John “Liver-Eating’” Johnston was the prototype for Jeremiah Johnson, the 1972 film about such men starring Robert Redford. As “The Mountain Man Who Outshone His Legends” tells us, the real life Johnston shared much of the character of his Hollywood counterpart, but was even more interesting. He arrived late (1840s) in the Rockies as the beaver trade wound down and eventually found work supplying firewood to Missouri River steamboats, hunting, trapping, and generally wandering. He got his nickname when in his absence a Crow war party killed his pregnant Flathead wife, and in the ensuing years a vengeful Johnston killed a number of Crow men in single encounters, allegedly feasting on the liver of one victim. In old age he was “Dad” Johnston, the first sheriff of Red Lodge. Clayton relates the amusing story of Johnston’s final interment in Cody, Wyoming, at a tourist venue called “Old Trail Town” in 1974. Cody boosters, after losing Buffalo Bill Cody to Colorado in 1917, lacked a genuine dead western legend, and got one in Johnston. They even lured Robert Redford to Cody to serve as a pallbearer in the July 4th ceremony.
“Resurrecting Haydie Yates” (born Emma Hayden Eames in 1897) is the story of a Montana ranchwoman with roots in the aristocratic East. She was a staff writer at the New Yorker in the late 1920s, eventually buying a ranch after spending a few summers as the guest of Irving “Larry” Larom’s “Valley Ranch” near Cody, Wyoming. Larom was a Princeton graduate who is credited with inventing dude ranching, as he encouraged rich Eastern friends to spend summers at the Valley Ranch and pay for the privilege. Haydie married a Yale graduate and World War I veteran named Ted Yates, and the young couple bought a 3,200 acre ranch on Lodge Grass Creek on the east slope of the Big Horns north of Sheridan, Wyoming just over the Montana line. But the working cattle ranch failed, albeit taking years to do so, and the Yates’ eventually retreated to New York, where Haydie continued her journalistic career with three editorial jobs at what were once called “women’s magazines.” Her western experience produced a remarkable memoir 70 Miles From a Lemon (1948).
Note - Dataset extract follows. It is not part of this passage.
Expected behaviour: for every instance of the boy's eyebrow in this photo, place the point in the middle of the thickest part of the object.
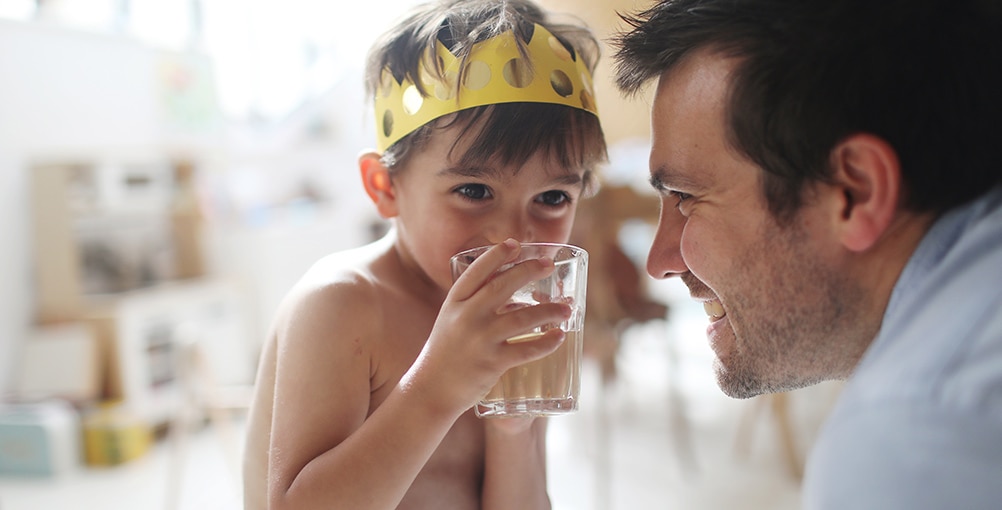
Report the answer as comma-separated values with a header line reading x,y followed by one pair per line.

The title describes the ranch’s remoteness from a favorite grocery store in Sheridan. In it she writes: “No other place out there could ever be as much our hearts’ desire as that perfect spot on the Lodge Grass.”
A book about Montana wouldn’t be complete without a good outlaw story. And in “Fame and Bandits” Clayton chooses one that took place just down the street from his home in Red Lodge. On September 18, 1897, four associates of Butch Cassidy’s “Wild Bunch” (although Cassidy himself was not present) attempted — and failed — to rob the Carbon County Bank. A four-day, 80-mile pursuit by a mounted posse like the one in Butch Cassidy and the Sundance Kid resulted in the capture near Lavina, Montana, of Harvey Logan, alias “Kid Curry,” Walt Putney, a notorious Wyoming horse thief, and Harry Longabaugh, alias “The Sundance Kid” — himself. The fourth, George “Flat Nose” Currie, avoided capture halfway through the pursuit by detouring to Columbus, Montana, where he decamped on a train. The three failed bank robbers were imprisoned in Deadwood, South Dakota, to answer charges about a bank robbery in nearby Belle Fourche, and where five weeks later they escaped into the mists of legend and historical contention related to these outlaws, especially Butch Cassidy and the Sundance Kid. Harvey Logan-Kid Curry committed suicide as the Pinkertons closed in on him following a botched train robbery in Colorado in 1904. The lives and ends of the rest remain a mystery.
These are just a handful of historical essays in a collection that is a great introduction to Montana history for the general reader.